Members of a new grant-writing committee met with Township Park commissioners Wednesday to gauge interest in an idea that would restore some access to the park, said Gary Coxon, the park board chairman. The idea is to provide extra access to the creek for outdoorsmen. Farnham Park is owned by the Township Park commission.
The grant committee is interested in pursuing funds to rehabilitate the old park enough to accommodate visitors. It would not necessarily restore the park to its former glory, which at one time included restrooms, picnic area and a ball field. All that is gone, buried beneath vegetation.
The city apparently requires some ownership interest in the long-closed park to pursue funding, Coxon said.
Commissioners are intrigued by the idea, but want additional information before giving an answer, Coxon said. A response could come within the next few weeks, he said.
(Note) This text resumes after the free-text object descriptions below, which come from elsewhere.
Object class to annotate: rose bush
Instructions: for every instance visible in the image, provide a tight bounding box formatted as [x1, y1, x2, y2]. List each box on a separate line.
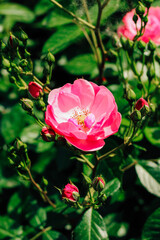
[118, 7, 160, 44]
[45, 79, 121, 151]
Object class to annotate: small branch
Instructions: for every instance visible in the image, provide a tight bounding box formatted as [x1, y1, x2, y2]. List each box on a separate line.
[26, 167, 56, 208]
[120, 161, 137, 172]
[98, 143, 124, 162]
[80, 154, 94, 169]
[30, 226, 52, 240]
[50, 0, 95, 30]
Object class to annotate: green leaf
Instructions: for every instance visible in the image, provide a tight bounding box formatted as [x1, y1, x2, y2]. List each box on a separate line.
[29, 208, 47, 229]
[42, 25, 82, 54]
[63, 54, 97, 76]
[41, 11, 73, 28]
[43, 230, 67, 240]
[73, 208, 108, 240]
[135, 160, 160, 197]
[20, 124, 41, 144]
[34, 0, 54, 16]
[7, 192, 21, 214]
[0, 216, 23, 239]
[144, 127, 160, 148]
[0, 3, 35, 23]
[1, 104, 27, 144]
[102, 178, 121, 197]
[142, 208, 160, 240]
[89, 0, 120, 24]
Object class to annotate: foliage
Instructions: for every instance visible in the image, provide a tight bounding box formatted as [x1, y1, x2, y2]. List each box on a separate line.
[0, 0, 160, 240]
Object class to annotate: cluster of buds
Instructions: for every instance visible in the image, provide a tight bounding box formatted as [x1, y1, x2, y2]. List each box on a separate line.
[61, 176, 106, 208]
[130, 98, 150, 122]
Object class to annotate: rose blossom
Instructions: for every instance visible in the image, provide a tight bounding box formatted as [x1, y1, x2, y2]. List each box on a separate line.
[45, 79, 121, 152]
[118, 7, 160, 45]
[28, 82, 43, 98]
[62, 183, 79, 202]
[135, 98, 149, 111]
“We may have to work out some logistics,” Coxon said.
City Manager Tim Eggleston, who created the grant committee and was among the members who met with park officials, could not be immediately reached for comment Thursday afternoon.
In its heyday, the park was a popular creek-side spot that served Conneaut’s Farnham neighborhood in the area of Center and South Ridge roads near the Monroe Township line. Its isolated location, initially a selling point, eventually contributed to its decline. Vandalism was a recurring problem and the park also attracted other criminal activity, police said.
Weary of the hassles, park commissioners ultimately closed the park about 20 years ago and blocked the access drive with mounds of dirt.
Commissioners want assurances the park — even if it’s reopened to serve as a parking lot — won’t become a maintenance and liability headache.
“We’ve got to work it around and determine what’s in the best interests of the community,” Coxon said. “But (the idea) hasn’t fallen on deaf ears.”